I know Rams are known for having somewhat limited lifespans.. I was wondering if Electric Blue Rams have at least that long themselves? I mentioned I owned one at the local Petland discounts, and the guy working there said they only live for a year..

I'm sure he could be correct, at least in certain instances. But I'm wondering what other people's experiences have been. I know they're new to the hobby, but has anyone had one for much over a year? I want mine to live at least 1.5 years! Thanks for any info/insight on this!


----------



## FreedPenguin (Aug 2, 2011)

It would really depend at what stage in their life cycle that you get the rams. I have read that EBRs have especially low life expectancies as they are inbred to the nth degree to achieve the colorati


----------



## FreedPenguin (Aug 2, 2011)

Coloration. The rams, GBRs, I've seen at LFS generally are adult size, when try are most colorful. I would expect less than 2 years at that point.


----------



## FreedPenguin (Aug 2, 2011)

Sorry for the multiple replies, I'm on my phone and my stubby fingers submit it before I'm ready. I would recommend getting EBRs from breeders that are reputable from a source like aquabid. These breeders usually sell at juvie stage, which may considerably lengthen the life span from those that you may acquire at LFS. Also one can't be too sure where the LFS is getting these rams.


----------



## RiseAbove (May 26, 2010)

my GBR was about a year and half and only died due to stress from moving and using to much new water. a year seems so short.


----------



## DrewWoodside (Apr 1, 2008)

FreedPenguin said:


> Coloration. The rams, GBRs, I've seen at LFS generally are adult size, when try are most colorful. I would expect less than 2 years at that point.

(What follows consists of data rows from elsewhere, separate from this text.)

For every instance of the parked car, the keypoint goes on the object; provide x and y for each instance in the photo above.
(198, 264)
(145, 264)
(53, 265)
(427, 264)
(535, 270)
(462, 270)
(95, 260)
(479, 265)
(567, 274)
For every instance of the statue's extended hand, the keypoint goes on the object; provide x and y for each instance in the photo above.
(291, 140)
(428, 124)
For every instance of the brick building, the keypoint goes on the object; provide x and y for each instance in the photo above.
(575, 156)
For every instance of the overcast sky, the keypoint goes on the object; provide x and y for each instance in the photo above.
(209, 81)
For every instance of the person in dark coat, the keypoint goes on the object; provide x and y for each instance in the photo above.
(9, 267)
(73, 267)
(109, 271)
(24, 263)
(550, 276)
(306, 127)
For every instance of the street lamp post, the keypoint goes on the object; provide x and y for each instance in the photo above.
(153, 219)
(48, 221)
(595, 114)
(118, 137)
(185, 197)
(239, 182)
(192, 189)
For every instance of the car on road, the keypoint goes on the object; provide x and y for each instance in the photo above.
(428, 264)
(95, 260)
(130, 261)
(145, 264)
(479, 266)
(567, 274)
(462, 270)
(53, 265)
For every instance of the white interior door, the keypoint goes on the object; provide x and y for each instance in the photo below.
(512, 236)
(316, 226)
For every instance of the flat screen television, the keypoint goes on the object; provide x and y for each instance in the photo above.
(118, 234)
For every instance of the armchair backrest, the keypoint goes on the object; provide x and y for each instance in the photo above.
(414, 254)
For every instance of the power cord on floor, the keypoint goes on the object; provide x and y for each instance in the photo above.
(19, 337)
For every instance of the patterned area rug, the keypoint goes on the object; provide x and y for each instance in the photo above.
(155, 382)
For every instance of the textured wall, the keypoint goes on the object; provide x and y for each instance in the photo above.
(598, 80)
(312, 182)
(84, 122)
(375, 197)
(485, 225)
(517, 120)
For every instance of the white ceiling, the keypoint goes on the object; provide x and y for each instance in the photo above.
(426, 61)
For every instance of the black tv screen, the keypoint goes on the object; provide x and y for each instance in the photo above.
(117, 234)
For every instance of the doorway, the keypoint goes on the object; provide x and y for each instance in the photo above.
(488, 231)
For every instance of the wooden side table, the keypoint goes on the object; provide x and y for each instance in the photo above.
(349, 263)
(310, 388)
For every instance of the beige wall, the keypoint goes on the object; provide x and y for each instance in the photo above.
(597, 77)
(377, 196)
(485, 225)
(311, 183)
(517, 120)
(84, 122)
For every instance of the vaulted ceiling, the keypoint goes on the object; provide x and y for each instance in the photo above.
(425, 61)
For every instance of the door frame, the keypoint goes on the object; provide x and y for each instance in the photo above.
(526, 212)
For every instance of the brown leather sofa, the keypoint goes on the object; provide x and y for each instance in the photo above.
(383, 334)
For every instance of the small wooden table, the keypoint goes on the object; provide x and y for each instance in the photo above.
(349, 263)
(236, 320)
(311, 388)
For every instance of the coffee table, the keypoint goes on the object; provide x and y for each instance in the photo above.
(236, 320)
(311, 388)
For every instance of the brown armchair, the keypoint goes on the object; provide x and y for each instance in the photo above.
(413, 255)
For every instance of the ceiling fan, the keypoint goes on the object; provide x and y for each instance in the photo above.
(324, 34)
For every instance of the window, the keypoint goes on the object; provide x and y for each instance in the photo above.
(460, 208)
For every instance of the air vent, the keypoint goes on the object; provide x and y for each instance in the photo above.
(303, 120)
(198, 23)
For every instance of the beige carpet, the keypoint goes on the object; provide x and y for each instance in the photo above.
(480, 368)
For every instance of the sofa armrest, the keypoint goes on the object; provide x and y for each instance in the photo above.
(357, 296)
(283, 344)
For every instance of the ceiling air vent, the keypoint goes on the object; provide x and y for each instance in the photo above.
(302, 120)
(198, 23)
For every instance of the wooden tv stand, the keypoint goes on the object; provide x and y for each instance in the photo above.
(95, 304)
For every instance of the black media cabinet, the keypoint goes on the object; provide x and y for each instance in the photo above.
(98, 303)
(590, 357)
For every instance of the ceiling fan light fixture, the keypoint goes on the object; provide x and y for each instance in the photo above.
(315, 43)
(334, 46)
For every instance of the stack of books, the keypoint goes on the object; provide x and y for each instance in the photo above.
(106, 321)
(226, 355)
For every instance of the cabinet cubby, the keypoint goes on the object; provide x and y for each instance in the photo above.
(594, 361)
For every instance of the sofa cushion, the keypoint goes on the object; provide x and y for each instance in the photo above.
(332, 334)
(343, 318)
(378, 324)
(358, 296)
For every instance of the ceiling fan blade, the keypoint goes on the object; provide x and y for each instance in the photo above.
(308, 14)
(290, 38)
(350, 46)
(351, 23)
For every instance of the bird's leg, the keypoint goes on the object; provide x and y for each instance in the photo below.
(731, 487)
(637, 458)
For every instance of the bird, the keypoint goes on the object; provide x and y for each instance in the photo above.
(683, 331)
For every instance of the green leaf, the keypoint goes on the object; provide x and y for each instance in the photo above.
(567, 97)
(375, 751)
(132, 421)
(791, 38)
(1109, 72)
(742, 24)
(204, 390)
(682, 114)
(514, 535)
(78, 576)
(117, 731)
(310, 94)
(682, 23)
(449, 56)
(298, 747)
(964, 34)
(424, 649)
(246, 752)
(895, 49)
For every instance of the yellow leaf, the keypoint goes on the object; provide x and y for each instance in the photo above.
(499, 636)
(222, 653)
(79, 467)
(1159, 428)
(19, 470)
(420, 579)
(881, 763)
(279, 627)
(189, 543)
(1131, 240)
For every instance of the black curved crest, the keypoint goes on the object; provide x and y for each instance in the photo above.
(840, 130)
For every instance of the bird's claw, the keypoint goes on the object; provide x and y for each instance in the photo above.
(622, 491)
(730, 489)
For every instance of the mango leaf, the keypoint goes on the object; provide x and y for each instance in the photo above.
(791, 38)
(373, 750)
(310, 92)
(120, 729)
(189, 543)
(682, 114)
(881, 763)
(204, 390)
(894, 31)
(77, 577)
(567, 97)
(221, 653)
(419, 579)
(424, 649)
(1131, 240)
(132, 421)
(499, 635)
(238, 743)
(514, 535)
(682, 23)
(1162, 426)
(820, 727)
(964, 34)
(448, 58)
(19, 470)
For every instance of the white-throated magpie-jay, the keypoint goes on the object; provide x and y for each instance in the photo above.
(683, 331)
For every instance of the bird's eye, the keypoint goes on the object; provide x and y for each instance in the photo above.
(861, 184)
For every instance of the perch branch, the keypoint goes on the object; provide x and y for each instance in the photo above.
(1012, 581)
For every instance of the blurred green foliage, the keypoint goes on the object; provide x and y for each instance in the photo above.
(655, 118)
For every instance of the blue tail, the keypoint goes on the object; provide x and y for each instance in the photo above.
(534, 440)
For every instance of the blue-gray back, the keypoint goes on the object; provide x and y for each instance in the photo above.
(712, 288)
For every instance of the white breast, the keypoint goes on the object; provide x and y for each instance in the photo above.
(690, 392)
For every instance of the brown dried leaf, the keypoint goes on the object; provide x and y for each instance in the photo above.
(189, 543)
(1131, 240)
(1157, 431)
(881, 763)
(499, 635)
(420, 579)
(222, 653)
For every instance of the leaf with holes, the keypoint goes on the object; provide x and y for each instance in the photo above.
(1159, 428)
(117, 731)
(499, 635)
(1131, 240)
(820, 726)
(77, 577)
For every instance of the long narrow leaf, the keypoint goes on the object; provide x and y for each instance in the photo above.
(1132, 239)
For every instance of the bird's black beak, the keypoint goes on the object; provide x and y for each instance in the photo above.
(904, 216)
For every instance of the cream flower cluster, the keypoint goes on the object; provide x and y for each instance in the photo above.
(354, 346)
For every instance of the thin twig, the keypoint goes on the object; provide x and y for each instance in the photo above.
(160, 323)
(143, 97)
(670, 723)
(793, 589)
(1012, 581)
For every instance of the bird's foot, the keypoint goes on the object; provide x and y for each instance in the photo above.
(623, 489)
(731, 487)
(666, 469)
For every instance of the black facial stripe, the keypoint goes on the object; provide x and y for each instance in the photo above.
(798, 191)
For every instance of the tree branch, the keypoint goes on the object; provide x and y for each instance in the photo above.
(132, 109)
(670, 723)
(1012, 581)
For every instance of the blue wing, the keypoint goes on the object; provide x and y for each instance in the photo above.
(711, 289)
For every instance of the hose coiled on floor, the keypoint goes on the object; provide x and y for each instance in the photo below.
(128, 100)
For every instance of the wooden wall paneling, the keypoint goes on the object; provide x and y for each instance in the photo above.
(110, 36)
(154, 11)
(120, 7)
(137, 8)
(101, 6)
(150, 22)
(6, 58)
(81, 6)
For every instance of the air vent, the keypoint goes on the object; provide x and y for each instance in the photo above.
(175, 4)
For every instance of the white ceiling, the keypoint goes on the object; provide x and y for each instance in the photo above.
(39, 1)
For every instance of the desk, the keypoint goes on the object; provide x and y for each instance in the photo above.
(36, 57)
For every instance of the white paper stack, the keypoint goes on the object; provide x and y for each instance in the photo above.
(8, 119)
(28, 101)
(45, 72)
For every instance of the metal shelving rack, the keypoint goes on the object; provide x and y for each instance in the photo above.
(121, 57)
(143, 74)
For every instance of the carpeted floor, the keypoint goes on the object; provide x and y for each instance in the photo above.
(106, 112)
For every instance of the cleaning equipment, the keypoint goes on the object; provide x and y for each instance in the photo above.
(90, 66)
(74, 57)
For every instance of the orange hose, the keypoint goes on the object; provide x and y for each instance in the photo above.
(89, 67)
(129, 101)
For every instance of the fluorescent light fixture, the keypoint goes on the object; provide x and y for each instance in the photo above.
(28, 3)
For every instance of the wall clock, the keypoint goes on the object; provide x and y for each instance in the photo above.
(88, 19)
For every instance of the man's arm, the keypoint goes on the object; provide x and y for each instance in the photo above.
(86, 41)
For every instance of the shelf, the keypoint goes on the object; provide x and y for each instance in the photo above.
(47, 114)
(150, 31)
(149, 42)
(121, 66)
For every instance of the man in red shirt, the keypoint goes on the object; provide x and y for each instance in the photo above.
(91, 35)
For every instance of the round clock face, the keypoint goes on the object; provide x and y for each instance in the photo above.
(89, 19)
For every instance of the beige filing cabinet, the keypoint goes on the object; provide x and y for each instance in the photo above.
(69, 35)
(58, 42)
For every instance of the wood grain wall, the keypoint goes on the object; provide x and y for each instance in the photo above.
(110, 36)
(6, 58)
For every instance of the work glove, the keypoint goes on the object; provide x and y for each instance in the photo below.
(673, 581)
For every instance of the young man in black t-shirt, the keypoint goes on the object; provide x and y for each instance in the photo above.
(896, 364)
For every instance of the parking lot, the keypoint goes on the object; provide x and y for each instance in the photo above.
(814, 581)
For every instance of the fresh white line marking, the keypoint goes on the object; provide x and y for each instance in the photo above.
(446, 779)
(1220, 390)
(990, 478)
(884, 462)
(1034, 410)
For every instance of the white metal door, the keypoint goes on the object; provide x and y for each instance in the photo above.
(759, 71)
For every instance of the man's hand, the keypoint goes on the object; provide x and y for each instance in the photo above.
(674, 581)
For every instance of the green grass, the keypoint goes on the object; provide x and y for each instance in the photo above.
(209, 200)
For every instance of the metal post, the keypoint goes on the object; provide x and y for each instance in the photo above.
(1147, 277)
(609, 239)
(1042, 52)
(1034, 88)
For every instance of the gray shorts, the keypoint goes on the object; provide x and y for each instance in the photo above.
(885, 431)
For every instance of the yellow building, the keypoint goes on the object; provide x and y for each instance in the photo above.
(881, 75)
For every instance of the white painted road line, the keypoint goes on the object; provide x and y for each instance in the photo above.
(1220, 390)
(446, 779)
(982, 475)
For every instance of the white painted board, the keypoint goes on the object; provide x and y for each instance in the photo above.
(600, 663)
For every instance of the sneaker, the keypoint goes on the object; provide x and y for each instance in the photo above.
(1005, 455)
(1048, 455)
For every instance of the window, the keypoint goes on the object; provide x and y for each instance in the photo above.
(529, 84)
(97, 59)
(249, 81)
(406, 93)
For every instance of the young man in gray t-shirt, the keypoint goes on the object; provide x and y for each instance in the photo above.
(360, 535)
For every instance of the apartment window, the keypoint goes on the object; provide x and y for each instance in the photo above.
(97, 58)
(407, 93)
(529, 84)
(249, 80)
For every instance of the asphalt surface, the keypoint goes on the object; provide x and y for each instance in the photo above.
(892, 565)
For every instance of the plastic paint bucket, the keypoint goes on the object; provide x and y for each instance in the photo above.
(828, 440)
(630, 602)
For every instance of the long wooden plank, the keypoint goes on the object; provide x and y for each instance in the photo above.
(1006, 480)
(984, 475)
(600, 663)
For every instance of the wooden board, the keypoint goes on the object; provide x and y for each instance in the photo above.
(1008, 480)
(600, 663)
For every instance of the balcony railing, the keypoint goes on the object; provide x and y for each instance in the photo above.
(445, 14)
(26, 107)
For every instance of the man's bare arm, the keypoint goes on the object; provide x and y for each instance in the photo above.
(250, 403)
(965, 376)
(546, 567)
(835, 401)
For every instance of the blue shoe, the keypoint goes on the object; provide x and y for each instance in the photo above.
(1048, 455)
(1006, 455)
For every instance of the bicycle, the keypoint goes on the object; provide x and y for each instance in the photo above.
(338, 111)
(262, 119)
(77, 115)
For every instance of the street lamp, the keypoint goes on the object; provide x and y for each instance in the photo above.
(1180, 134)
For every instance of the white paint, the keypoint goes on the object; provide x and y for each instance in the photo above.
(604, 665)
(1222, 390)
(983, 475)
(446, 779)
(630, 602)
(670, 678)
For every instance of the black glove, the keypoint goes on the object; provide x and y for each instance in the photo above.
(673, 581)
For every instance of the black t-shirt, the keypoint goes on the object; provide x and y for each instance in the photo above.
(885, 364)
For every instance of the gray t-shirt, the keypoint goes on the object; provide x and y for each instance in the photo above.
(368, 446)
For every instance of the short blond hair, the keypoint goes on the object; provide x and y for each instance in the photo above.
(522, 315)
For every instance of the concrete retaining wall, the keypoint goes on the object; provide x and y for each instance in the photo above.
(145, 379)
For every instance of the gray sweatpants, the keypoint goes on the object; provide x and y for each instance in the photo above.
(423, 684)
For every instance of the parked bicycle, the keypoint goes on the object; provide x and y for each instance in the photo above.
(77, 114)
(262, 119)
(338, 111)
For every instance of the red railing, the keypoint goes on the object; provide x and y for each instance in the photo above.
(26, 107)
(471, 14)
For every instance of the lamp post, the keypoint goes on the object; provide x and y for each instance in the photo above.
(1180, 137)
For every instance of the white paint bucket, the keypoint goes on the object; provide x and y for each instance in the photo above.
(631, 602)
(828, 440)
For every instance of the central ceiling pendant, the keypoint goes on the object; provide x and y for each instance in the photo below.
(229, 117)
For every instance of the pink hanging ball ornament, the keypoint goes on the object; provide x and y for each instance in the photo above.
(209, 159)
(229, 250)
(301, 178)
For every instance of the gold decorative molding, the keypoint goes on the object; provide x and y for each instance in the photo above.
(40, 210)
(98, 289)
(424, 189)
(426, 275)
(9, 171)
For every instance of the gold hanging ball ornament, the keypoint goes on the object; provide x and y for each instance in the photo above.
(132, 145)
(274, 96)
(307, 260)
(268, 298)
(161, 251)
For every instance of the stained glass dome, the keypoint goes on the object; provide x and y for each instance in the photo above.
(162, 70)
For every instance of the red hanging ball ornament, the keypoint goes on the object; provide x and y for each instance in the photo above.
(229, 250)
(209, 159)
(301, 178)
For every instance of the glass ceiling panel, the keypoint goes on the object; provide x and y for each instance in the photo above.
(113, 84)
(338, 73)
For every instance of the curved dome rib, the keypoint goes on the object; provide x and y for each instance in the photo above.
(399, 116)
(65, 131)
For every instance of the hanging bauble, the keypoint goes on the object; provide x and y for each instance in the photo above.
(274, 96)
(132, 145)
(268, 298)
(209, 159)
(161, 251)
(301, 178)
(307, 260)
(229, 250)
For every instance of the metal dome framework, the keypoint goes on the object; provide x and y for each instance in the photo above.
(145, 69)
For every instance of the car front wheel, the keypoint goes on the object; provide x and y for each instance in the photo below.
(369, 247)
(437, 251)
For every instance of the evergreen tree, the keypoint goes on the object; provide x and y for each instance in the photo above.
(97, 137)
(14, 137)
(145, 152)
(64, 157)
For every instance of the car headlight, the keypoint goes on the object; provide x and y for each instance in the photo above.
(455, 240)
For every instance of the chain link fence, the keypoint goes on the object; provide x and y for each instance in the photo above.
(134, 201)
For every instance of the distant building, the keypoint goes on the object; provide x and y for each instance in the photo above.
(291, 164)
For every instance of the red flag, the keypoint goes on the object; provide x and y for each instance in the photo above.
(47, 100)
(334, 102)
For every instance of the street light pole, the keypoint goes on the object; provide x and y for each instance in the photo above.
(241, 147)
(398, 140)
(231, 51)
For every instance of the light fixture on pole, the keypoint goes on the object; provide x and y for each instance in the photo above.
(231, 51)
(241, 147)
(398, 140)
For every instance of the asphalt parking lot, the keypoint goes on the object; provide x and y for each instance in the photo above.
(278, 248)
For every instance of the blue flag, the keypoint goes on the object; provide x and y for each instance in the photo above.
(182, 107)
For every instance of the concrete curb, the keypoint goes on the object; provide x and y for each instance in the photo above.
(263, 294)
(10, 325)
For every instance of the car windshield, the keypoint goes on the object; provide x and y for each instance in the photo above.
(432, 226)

Right.. I think mine is just about full grown.. So when you buy adult electric blues you're basically getting 1 year if your lucky. Best case scenario between 1 to 2 years.. Interesting.

I really do like how it looks, so I can't complain too much. At roughly $40 a fish, it's not cheap keeping your tank stocked with living EBRs!


----------



## FreedPenguin (Aug 2, 2011)

It's definitely not cheap. Also take into account there is no real way to account how old they are once they're fully grown! Like I said, getting juvie fish from reliable breeders would be your best bet.

Keep in mind that rams are not the easiest fish to breed. I am learning as I go myself. Good luck!


----------